Dulbecco developed a method for measuring the quantity of virus in animal cells in tissue culture, a finding that greatly facilitated the study of such viruses and paved the way for the development of the Sabin polio vaccine. He was a faculty member at Caltech from 1949 to 1963 before moving to the Salk Institute for Biological Studies in La Jolla. He later served as president of the institute.

FOR THE RECORD:
Renato Dulbecco: A news obituary in the Feb. 21 LATExtra section of Nobel Prize-winning virologist Renato Dulbecco misspelled the first name of Italian anatomist Giuseppe Levi as Giuseppi. —

Dulbecco was also one of the first proponents of the human genome project, which many researchers initially thought would be both excessively expensive and relatively useless but which has since proved invaluable in biological research.

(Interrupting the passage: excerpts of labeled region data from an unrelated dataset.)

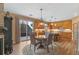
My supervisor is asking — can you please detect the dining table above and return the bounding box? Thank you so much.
[35,35,47,49]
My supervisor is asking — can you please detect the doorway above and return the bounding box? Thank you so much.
[19,19,33,41]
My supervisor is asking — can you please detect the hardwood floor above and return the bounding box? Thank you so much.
[11,41,76,55]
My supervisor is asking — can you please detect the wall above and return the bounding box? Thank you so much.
[72,16,79,54]
[0,3,4,12]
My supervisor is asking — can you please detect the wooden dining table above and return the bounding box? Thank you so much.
[35,35,47,48]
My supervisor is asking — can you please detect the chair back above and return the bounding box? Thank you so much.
[48,33,53,44]
[30,32,36,44]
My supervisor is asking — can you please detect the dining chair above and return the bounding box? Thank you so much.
[30,33,39,52]
[43,33,53,52]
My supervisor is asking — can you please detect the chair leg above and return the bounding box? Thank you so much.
[34,46,35,52]
[30,44,31,49]
[47,45,49,53]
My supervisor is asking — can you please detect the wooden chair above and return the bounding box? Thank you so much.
[43,33,53,52]
[30,33,39,52]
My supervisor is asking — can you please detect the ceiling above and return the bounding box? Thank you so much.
[4,3,79,22]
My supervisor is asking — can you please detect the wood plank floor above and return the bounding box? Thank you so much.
[11,41,76,55]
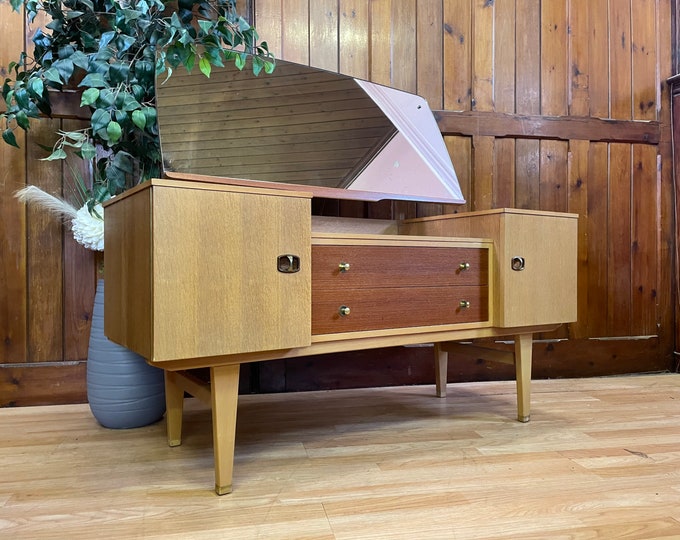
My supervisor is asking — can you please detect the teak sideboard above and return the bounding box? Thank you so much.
[105,179,578,494]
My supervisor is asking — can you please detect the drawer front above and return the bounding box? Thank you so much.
[312,286,489,335]
[312,245,489,289]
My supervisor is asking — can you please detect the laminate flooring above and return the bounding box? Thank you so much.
[0,374,680,540]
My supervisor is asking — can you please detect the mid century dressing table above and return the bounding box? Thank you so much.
[105,61,577,495]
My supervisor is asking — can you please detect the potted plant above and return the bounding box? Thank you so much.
[0,0,274,427]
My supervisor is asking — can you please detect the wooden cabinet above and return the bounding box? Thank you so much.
[400,209,578,328]
[312,235,491,335]
[105,180,311,362]
[105,179,577,494]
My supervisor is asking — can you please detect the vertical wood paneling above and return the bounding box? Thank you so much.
[391,0,418,92]
[567,141,590,339]
[607,144,632,336]
[492,2,516,208]
[25,119,63,362]
[0,2,28,363]
[514,0,541,208]
[309,0,338,71]
[338,0,370,79]
[568,0,597,116]
[369,0,392,86]
[416,0,444,110]
[444,0,472,111]
[631,144,660,335]
[62,120,95,360]
[472,0,495,111]
[656,0,680,357]
[253,0,283,54]
[281,0,309,64]
[0,0,680,404]
[541,0,569,116]
[586,143,609,336]
[609,0,633,120]
[631,0,661,120]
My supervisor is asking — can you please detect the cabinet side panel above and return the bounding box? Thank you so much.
[153,187,311,361]
[104,189,152,358]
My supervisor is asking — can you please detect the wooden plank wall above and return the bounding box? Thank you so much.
[0,2,96,406]
[255,0,677,388]
[0,0,678,406]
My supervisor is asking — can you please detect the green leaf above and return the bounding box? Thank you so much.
[28,79,45,97]
[106,120,123,143]
[198,56,212,78]
[80,88,99,107]
[121,92,142,112]
[16,111,30,130]
[80,141,97,159]
[45,68,62,84]
[90,109,111,131]
[2,128,19,148]
[40,148,66,161]
[234,53,246,69]
[78,73,108,88]
[132,110,146,129]
[198,19,215,34]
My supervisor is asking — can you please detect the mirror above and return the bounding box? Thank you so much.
[156,60,465,203]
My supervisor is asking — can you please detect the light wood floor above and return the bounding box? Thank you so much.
[0,375,680,540]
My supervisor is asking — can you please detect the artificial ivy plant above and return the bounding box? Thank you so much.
[0,0,274,210]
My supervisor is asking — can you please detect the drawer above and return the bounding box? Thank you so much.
[312,245,489,289]
[312,285,489,335]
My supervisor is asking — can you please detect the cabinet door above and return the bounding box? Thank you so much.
[498,213,577,327]
[152,187,311,361]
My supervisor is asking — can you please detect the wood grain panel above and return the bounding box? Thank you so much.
[541,0,569,116]
[416,0,445,110]
[25,119,64,362]
[608,0,634,120]
[0,2,28,364]
[338,0,370,79]
[631,0,660,120]
[312,245,489,290]
[568,141,590,339]
[607,144,635,336]
[312,286,489,335]
[309,0,339,71]
[444,0,473,110]
[471,0,495,111]
[281,0,310,64]
[390,0,419,92]
[585,143,610,336]
[587,2,611,118]
[567,0,598,116]
[631,145,660,335]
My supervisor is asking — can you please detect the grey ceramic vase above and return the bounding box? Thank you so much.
[87,280,165,429]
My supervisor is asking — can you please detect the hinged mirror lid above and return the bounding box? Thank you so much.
[156,56,465,204]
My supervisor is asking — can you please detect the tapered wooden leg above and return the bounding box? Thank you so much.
[165,370,184,446]
[515,334,533,422]
[210,364,239,495]
[434,343,449,397]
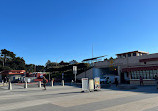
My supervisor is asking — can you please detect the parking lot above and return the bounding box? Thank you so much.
[0,85,158,111]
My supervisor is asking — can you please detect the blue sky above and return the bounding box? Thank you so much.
[0,0,158,65]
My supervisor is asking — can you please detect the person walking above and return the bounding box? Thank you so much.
[115,77,118,87]
[43,76,48,90]
[140,76,144,86]
[155,75,158,89]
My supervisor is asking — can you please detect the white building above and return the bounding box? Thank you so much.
[77,51,158,85]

“Renato was one of the most brilliant scientific minds of our generation,” current Salk Institute President William R. Brody said in a statement. “His contributions have truly made this a better world for all of us.”

It has been known since the early 1900s that certain viruses can cause tumors in animals. The best-known example was the Rous sarcoma virus, which causes cancer in chickens. But it was not clear how the viruses produced this effect and what proportion of human cancers might be attributed to them.

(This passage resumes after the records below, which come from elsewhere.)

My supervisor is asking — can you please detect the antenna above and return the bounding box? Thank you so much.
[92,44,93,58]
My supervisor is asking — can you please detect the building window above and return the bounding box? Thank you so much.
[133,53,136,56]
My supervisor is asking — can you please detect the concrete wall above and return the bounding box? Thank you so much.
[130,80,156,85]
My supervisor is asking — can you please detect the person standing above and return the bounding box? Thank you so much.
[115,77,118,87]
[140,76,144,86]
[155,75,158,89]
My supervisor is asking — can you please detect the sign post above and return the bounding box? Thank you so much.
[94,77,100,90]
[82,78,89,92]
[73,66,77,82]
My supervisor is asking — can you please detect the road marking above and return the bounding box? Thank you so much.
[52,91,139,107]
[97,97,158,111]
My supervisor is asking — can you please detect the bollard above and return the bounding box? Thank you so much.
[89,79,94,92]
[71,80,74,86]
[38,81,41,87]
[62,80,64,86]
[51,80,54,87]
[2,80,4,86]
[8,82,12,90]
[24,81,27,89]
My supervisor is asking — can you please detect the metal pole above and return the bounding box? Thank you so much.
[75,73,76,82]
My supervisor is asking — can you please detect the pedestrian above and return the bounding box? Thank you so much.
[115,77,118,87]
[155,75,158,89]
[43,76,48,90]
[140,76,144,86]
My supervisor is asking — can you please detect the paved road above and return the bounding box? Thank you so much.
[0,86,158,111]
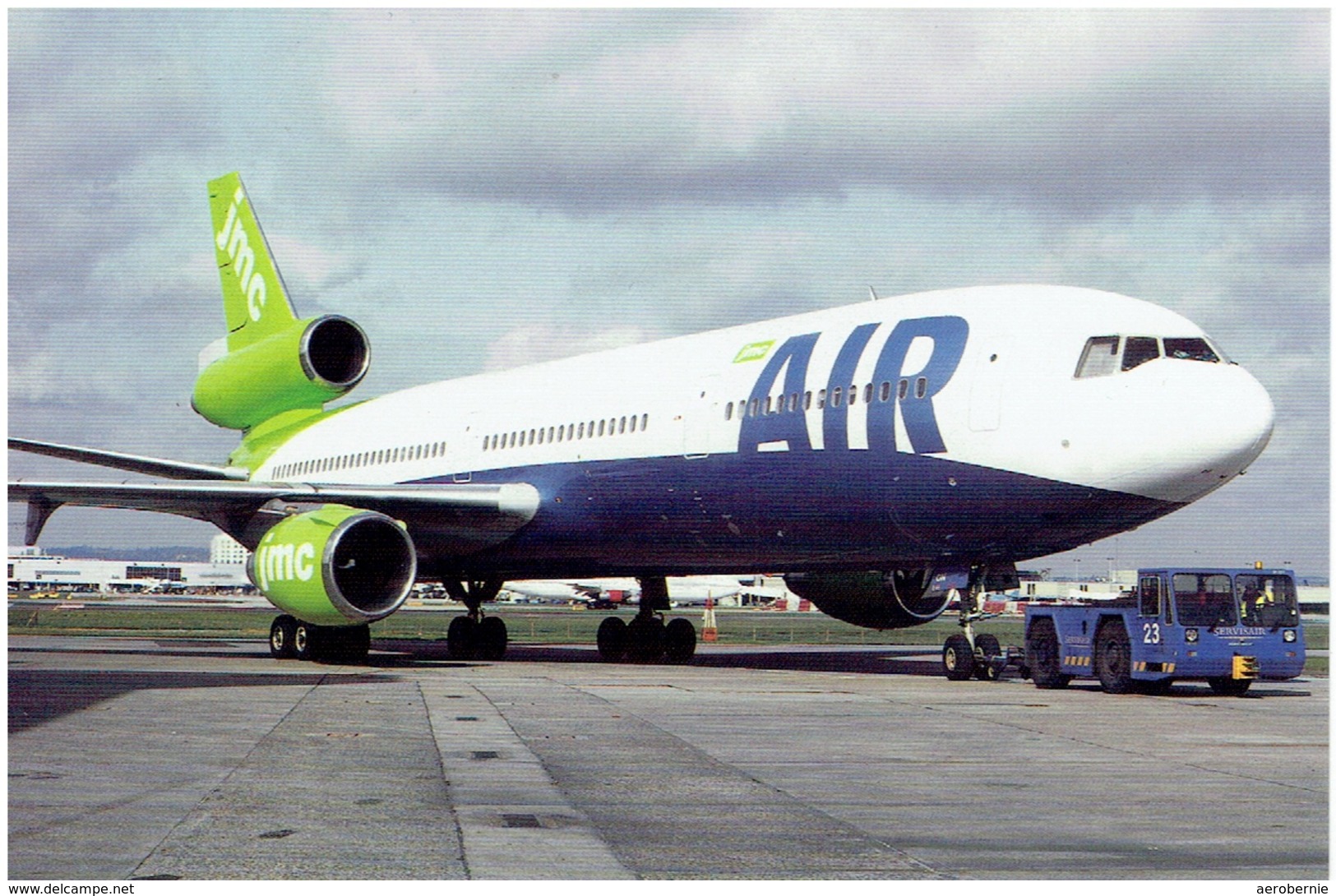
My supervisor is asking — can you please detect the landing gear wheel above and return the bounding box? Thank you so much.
[1206,677,1252,697]
[599,616,631,663]
[942,635,974,681]
[626,616,664,663]
[445,616,478,659]
[269,614,297,659]
[477,616,508,659]
[1024,617,1071,690]
[293,622,325,659]
[974,635,1002,681]
[664,616,696,667]
[1094,622,1131,695]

In experiments carried out at Caltech in the 1950s, Dulbecco showed that a viral infection can have two outcomes: the virus can multiply inside the cell, killing the cell and releasing thousands of new viruses into the host animal; or it could alter the cell so that the cell would continue to divide and grow indefinitely, a process called transformation.

In the latter case, no new virus particles appear and the infecting virus seemingly disappears.

Through an elegant series of experiments, Dulbecco showed that the DNA from the polyoma virus became integrated into the DNA of the host cell, where it was replicated intact every time the cell replicated. Moreover, the viral DNA served as the blueprint for a small number of proteins that subverted cellular machinery, causing the cells to reproduce repeatedly — the hallmark of tumor formation.

Additionally, this feat was achieved before it was possible to sequence the DNA of either viruses or animal cells.

For his achievement, Dulbecco shared the 1975 Nobel Prize with Howard Temin and David Baltimore, who demonstrated the existence of an enzyme — reverse transcriptase — that allowed RNA viruses to integrate their genes into a host cell in the same fashion as the DNA viruses studied by Dulbecco. Both were former students of his.

In his Nobel address, Dulbecco called for increased restrictions on tobacco use because of its carcinogenic potential and urged governments to make greater efforts to limit the introduction of dangerous chemicals.

“While we spend our life asking questions about the nature of cancer and ways to prevent or cure it,” he said, “society merrily produces oncogenic substances and permeates the environment with them.”

Renato Dulbecco was born Feb. 22, 1914, in Catanzaro, Italy, the son of a civil engineer. He enrolled at the University of Turin, where he had meant to study physics and chemistry but soon became interested in biology instead.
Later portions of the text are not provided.